Basically, for people having faith in Judaism, it is a very deep belief that meat of only certain animals can be eaten. Kosher rules are recommended according to Jewish dietary laws and some regard it to be difficult. Most of the dietary laws are believed to have found their origin in the Bible. The rules are same for all Jewish followers irrespective of the country. However, their food system adapts to various inevitable factors like ingredients available in the respective country and production of food.
Many people have a false assumption that kosher foods are blessed by the "rabbi" and hence they can be eaten. On the contrary, they are the ones that have been recommended by the Jewish dietary laws.
As per kosher laws, any food is generally divided into 3 parts, that is meat, dairy, and pareve. Meat and dairy foods can't be eaten or prepared together. While meat is used to indicate anything derived from animal flesh, dairy foods comprise products from cow's milk. Pareve, on the other hand, is categorized between animal flesh and fruits; for instance, eggs, fruits, candies, and vegetables. Generally, the categorization of pareve foods is complex and not clearly defined.
A short list of some food items is as follows:
- Fish (that can be removed without tearing the flesh)
- Certain animals such as cow, goat, giraffe, antelope, and deer.
- Poultry animals like chicken, turkey, goosem and duck are allowed to be eaten.
- Forbidden birds are not allowed to be consumed. Although the criteria for forbidden birds is not very clear. Scavenger birds and preys are generally categorized as "forbidden" birds.
- Fish can be eaten if it has fins and scales that are detachable from the skin.
Furthermore, it's very important that all the blood must be drained before the meat is cooked. That is why kosher salts have become increasingly popular.

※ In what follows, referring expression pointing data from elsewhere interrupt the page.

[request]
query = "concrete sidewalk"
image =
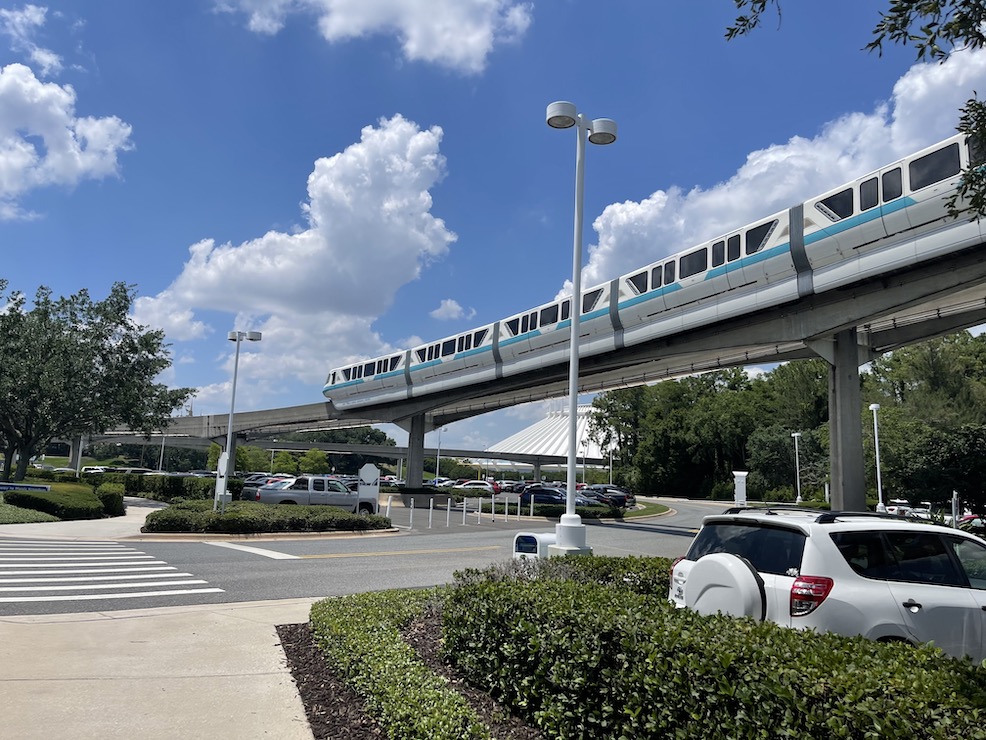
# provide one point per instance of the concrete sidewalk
(204, 671)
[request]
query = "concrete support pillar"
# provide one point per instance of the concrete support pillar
(75, 453)
(845, 432)
(416, 452)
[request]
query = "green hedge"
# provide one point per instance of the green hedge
(361, 635)
(63, 504)
(585, 660)
(249, 517)
(164, 487)
(111, 497)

Generally, it's imperative that both meat and dairy products are cooked in separate utensils. It's customary to have separate vessels for both these types of food and they are never mixed.
Slaughtering an Animal
Slaughter of weak and diseased animals is discouraged. Moreover, the animal must be slaughtered in the most humane manner possible. Generally, cutting the throat with a sharp knife is recommended and the knife must not be old or worn out.
Since the rules enshrined in kosher cover a wide range of laws, it is tedious to be aware of its each and every aspect. However, the rules mentioned here, that is those related to dietary rules or "kashrut" must be strictly followed by a Jew. For children also, all rules are the same and they are generally able learn the practices and rituals while growing up.